No, your product doesn't need an AI chatbot
Jordan Maris, June 13, 2025
This week, at Vivatech Paris — one of Europe’s biggest technology conferences — company after company announced the integration of AI chatbots into their products, but is this what customers really want or need, or is tech leadership just jumping on another bandwagon?
It was just about 2pm, and neither the post-lunch dip, nor the half-empty conference hall could deter a smiling, over-enthusiastic moderator from introducing her panel on how AI is going to revolutionise travel. Seated on stage were representatives from two of Europe’s biggest travel and tourism companies. The moderator turned to the audience and asked: “How many of you used a chatbot to book your travel here?”. In a crowd of over one-hundred people, a meagre five raised their hands. Undeterred, the moderator continued with the script: “Wow! So a lot of you!”. Never have the present delusions of the tech industry been better encapsulated than in this exact moment.
Almost every panel I attended that day had an announcement of the integration of AI chatbots into products millions of us use on a regular basis, but none of these announcements came with any actual indication of how this would improve user experience. Hundreds of companies are proactively taking decisions that make their products worse all to stay on the hype train. But the truth is, no: your product doesn’t need an AI chatbot, and this is why.
A chatbot isn’t an alternative for a well designed, well structured product
One of the common uses I’ve seen for chatbots is to try to take unstructured, messy information and make it more accessible. Complex support knowledge-bases, with numerous interlinked pages are a classic example of this.
Chatbots can make this sort of site easier to navigate, but far too often, they misunderstand the query of the user, hallucinate answers, or simply fail to find the information in the knowledge-base relevant to the user. Using chatbots to solve this is treating the symptom, not the illness: your information is poorly structured, making it difficult for users to find the information they need. Fix that and users will have a better experience finding what they need, no chatbot required.
A chatbot makes it hard for users to discover features
A second problem with chatbots is that it makes it hard for users to discover features: take a travel website: you enter your origin, destination and dates, then you’re provided with results, a sidebar then indicates how you can filter these results: it’s right there, inviting the user to discover the features of your service.
With a chatbot, at best, the user has to guess if the feature they want is available. At worse, the feature is something they didn’t think they needed, and they will never discover it because they hadn’t even considered it. To make matters worse, they then have to try to phrase their request in a way that the chatbot will understand - something that isn’t always easy.
Good user experience relies on users being able to intuitively discover features of your product, and get what they need with minimal cognitive load. Chatbots fail to provide any of that. Even if you provide a couple of example prompts, users still don’t know what your product is capable of. Which leads me to the next problem.
A chatbot is often slower than a traditional UI
The lack of discoverability, and the need for your users to prepare a prompt to make your product do what they want it to, lead to higher cognitive load, and an experience that is often slower than just using tried and tested traditional UI.
What takes longer: Writing “Paris to Brussels train on 2 april after 10am via Lille” or simply selecting those options in the UI, which already has autocomplete and a calendar widget to speed the process along?
We already know the answer: typing out your request takes longer, and that situation is exasperated when typing on a phone keyboard.
Chatbots still hallucinate and make mistakes
In addition to slowness, hallucinations and mistakes are still a massive issue, even in commercial chatbots. Take my (unnamed) mobile operator: they recently removed their structured support page in favour of a chatbot which then redirects you to the page you need. I needed to transfer a sim card to another account, after having searched for this, it gave me a set of instructions to transfer my eSim to another phone. Had I followed the first three instructions without reading the rest, I would have disconnected my own phone from the mobile network with no easy way to reconnect.

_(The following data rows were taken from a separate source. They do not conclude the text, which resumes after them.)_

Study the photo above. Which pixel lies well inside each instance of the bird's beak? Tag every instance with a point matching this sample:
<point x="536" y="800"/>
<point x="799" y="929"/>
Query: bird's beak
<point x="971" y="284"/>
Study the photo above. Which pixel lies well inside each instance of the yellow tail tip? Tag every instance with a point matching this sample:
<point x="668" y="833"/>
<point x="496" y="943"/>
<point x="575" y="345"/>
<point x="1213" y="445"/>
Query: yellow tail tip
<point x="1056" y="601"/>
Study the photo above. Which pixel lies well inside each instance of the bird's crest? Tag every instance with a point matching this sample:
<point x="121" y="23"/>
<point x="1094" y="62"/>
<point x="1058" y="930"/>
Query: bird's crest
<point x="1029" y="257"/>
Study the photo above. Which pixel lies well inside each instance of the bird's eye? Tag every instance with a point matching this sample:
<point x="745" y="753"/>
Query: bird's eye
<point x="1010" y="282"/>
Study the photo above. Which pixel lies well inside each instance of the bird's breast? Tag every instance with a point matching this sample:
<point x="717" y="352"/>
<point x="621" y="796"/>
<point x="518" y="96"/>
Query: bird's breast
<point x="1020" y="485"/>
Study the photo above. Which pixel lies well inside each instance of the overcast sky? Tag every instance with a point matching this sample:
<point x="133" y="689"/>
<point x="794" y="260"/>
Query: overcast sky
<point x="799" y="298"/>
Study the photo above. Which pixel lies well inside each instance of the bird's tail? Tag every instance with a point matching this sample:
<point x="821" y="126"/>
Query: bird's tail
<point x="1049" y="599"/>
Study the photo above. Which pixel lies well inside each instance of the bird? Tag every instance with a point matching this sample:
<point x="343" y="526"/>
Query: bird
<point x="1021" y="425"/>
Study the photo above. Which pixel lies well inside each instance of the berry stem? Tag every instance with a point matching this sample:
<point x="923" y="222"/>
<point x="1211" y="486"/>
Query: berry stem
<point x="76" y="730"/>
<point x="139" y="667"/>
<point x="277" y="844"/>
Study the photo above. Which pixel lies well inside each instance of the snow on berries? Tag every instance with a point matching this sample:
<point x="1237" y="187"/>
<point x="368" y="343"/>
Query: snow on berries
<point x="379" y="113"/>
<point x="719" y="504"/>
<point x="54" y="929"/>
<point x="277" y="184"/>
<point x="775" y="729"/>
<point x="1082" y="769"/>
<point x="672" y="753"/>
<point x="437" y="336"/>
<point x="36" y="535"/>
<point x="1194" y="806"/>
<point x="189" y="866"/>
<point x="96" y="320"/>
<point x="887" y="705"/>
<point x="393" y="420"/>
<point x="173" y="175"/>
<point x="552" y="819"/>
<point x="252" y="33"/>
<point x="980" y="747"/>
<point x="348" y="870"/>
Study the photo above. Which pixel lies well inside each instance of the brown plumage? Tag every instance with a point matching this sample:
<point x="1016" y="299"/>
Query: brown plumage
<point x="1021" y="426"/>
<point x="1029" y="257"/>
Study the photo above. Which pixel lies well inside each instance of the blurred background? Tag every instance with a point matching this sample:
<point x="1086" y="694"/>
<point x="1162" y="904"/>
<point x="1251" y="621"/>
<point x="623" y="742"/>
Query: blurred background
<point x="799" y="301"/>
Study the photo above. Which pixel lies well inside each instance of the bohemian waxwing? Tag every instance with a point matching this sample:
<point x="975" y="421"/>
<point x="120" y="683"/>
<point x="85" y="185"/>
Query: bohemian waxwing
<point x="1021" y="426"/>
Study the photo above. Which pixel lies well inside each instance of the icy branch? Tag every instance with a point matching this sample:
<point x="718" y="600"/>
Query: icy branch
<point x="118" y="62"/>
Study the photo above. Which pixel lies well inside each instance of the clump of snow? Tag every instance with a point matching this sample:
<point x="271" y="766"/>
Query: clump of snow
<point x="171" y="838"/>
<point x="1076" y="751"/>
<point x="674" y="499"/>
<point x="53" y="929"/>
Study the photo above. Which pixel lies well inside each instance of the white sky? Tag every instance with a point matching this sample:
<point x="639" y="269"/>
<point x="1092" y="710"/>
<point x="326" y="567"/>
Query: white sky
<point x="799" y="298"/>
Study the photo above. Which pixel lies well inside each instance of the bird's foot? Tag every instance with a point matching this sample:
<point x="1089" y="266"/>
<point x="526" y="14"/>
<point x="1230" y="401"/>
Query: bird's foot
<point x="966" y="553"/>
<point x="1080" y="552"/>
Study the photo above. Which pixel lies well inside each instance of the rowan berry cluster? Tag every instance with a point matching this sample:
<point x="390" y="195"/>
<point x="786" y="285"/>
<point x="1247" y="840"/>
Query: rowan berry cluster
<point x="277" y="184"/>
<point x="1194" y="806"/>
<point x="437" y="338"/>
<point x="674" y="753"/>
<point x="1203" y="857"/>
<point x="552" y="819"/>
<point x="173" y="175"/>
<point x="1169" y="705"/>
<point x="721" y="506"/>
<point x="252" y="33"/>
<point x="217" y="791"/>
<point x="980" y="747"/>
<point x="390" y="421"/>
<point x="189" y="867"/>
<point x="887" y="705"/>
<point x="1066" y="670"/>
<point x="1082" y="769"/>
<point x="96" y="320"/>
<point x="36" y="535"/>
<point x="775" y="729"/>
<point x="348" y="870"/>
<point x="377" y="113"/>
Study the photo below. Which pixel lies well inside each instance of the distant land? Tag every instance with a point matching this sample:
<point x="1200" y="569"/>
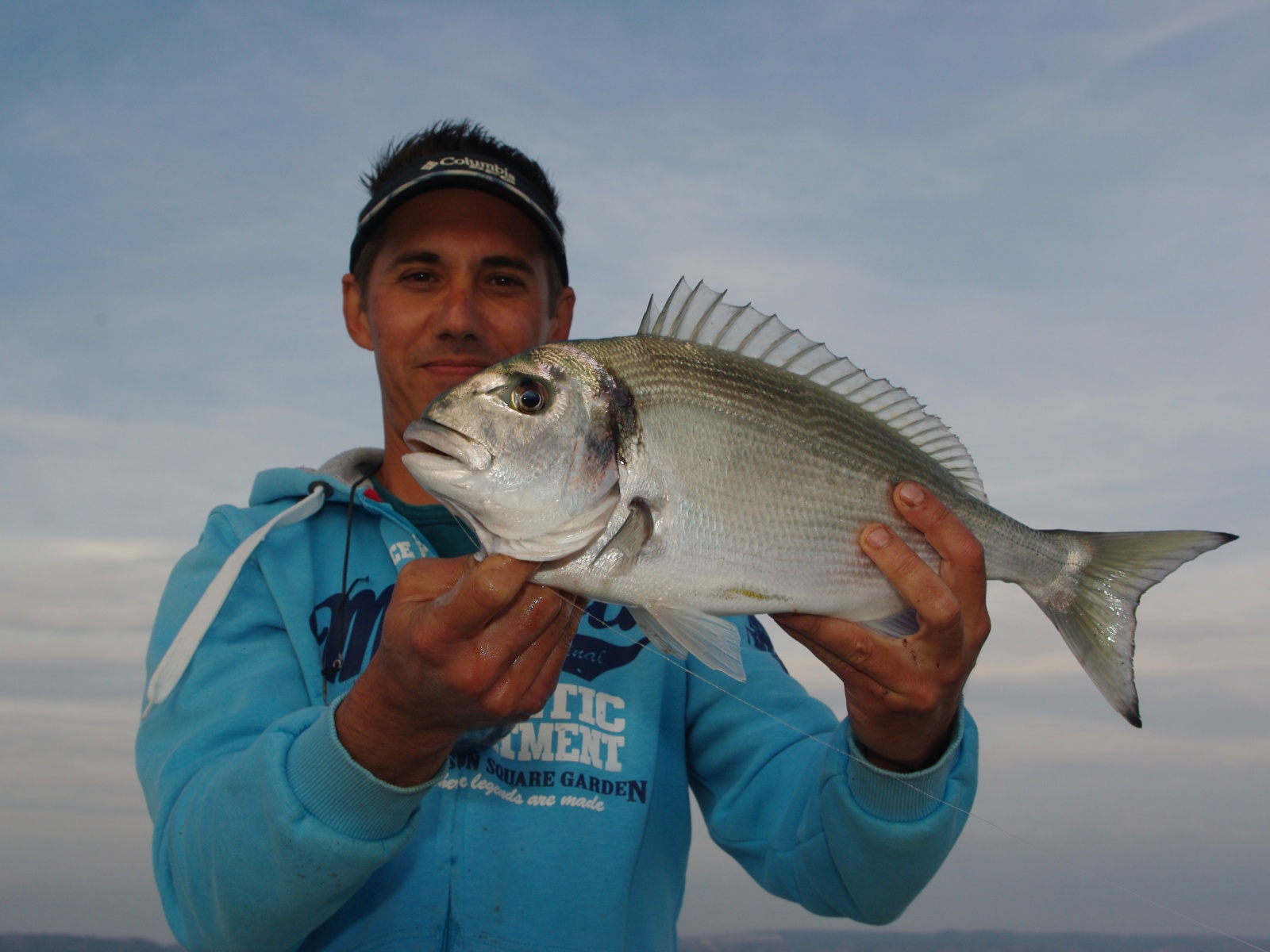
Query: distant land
<point x="789" y="941"/>
<point x="19" y="942"/>
<point x="806" y="941"/>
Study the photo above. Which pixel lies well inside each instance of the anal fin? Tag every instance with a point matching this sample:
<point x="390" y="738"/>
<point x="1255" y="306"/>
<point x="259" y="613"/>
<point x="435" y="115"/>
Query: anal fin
<point x="677" y="631"/>
<point x="899" y="626"/>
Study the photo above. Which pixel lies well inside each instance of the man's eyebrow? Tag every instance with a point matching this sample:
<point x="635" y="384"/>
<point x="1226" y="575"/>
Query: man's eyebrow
<point x="507" y="262"/>
<point x="417" y="258"/>
<point x="489" y="262"/>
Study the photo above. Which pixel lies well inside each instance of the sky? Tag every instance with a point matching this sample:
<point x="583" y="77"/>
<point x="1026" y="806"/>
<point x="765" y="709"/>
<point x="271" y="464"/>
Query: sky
<point x="1047" y="220"/>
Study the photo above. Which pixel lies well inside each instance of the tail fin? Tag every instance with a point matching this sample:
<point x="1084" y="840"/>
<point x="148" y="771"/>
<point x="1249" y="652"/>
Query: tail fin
<point x="1094" y="600"/>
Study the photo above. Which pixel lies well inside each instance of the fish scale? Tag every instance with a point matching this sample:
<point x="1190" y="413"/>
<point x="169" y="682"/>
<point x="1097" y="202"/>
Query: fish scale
<point x="722" y="463"/>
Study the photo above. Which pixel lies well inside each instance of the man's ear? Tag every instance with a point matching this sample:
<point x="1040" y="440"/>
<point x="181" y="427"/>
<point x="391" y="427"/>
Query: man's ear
<point x="562" y="321"/>
<point x="355" y="315"/>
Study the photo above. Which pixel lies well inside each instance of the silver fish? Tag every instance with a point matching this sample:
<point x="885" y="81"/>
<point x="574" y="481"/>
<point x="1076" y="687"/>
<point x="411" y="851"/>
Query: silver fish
<point x="722" y="463"/>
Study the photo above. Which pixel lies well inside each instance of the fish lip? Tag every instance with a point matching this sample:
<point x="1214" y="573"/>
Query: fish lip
<point x="427" y="436"/>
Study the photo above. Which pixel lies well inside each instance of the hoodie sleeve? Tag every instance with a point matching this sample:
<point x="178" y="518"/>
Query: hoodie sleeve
<point x="264" y="824"/>
<point x="787" y="793"/>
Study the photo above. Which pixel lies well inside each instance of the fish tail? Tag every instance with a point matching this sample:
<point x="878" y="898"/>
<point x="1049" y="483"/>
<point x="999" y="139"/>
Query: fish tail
<point x="1094" y="598"/>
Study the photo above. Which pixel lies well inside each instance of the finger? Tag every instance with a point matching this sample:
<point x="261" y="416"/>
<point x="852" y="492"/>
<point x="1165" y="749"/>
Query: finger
<point x="427" y="579"/>
<point x="963" y="568"/>
<point x="484" y="592"/>
<point x="914" y="579"/>
<point x="531" y="676"/>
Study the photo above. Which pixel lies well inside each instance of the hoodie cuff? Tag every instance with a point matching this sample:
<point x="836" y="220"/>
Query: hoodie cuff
<point x="341" y="793"/>
<point x="902" y="797"/>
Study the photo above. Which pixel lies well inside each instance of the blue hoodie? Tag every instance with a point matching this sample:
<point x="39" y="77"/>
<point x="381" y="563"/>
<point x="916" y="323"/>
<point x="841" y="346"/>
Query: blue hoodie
<point x="571" y="833"/>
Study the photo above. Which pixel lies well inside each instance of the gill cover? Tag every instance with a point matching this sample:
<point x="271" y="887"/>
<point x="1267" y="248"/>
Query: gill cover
<point x="525" y="452"/>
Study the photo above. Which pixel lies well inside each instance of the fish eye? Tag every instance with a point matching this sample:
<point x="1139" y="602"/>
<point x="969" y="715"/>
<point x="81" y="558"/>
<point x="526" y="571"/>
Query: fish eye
<point x="530" y="397"/>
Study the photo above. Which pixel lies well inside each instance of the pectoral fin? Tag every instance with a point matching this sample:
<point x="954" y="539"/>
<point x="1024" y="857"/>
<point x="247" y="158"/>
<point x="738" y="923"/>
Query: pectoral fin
<point x="679" y="631"/>
<point x="625" y="546"/>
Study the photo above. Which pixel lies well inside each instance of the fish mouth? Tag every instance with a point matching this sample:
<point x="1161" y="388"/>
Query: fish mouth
<point x="425" y="436"/>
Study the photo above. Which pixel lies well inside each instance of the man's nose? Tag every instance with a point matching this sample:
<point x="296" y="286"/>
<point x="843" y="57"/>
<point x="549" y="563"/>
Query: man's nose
<point x="459" y="315"/>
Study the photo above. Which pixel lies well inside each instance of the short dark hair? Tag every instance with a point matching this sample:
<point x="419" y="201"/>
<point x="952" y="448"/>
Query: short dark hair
<point x="455" y="136"/>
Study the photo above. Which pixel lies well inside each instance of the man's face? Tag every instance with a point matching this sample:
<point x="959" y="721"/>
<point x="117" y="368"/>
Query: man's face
<point x="460" y="282"/>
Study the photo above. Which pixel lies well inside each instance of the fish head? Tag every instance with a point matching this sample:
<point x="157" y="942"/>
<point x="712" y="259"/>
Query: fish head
<point x="526" y="452"/>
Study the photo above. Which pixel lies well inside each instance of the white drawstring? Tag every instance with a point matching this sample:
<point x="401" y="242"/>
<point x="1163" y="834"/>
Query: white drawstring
<point x="182" y="649"/>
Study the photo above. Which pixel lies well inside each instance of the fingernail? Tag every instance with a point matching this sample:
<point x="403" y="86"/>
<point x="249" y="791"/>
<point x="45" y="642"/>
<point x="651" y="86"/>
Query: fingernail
<point x="876" y="537"/>
<point x="912" y="494"/>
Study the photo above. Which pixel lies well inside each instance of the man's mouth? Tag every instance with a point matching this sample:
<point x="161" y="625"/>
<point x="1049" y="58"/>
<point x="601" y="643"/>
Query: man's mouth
<point x="456" y="370"/>
<point x="427" y="437"/>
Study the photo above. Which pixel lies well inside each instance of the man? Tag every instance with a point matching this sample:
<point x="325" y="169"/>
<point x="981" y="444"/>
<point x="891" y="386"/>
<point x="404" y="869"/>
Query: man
<point x="333" y="768"/>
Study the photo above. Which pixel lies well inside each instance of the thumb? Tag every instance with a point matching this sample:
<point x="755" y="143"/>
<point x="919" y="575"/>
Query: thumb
<point x="427" y="579"/>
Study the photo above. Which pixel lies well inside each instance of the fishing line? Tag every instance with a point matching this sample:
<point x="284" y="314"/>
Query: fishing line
<point x="969" y="814"/>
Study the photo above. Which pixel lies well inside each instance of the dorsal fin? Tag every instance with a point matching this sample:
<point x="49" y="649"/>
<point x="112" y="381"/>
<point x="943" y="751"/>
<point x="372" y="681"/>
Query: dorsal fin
<point x="698" y="317"/>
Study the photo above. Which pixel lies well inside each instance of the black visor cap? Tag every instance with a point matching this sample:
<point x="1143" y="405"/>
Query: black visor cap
<point x="461" y="171"/>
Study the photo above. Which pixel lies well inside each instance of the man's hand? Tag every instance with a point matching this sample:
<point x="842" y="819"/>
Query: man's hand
<point x="903" y="693"/>
<point x="465" y="645"/>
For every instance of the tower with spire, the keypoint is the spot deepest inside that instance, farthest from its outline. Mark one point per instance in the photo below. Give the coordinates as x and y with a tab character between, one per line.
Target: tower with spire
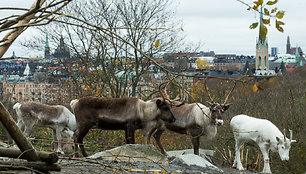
288	46
262	57
47	48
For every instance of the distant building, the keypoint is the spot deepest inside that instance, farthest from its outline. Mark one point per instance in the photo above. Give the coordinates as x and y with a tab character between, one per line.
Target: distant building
262	57
292	50
47	48
274	51
62	51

I ended up googling the operator name and a selection of keywords to find the old page which explained how to do what I needed to do, because the chatbot simply wasn’t providing the correct answer, which brings me to another point.
Chatbots annoy your customers
Your customers have a workflow: they are used to using your product, know their way around it, and know what they want when they go to use your product. When you’re trying to use a travel search engine and suddenly a chatbot window pops up obscuring the UI they are familiar with and getting in the way of their workflow, all to provide an inferior experience, you’re not helping your customers: you are pissing them off.
Chatbots are expensive to operate, and could get even more expensive
In addition to all of these problems, there is a cherry on the cake: Chatbots are going to cost you money, for little actual gain in user experience, and their price could rise in the future. If you’ve done like many companies and built your chatbot on OpenAI’s API, you are very likely to face cost spikes in the future: OpenAI is still not profitable, and they are losing money on every request you make to them. Eventually they will either increase their prices or go out of business.
Conclusion
The whole industry has jumped on a suicidally dumb bandwagon, replacing or degrading their existing products with AI chatbots that don’t provide a good experience to their users, while costing companies more money. Well thought out AI solutions, built with customer experience in mind, can be a massive opportunity for your company, but that simply isn’t what chatbots are. It’s time to get off the hype train.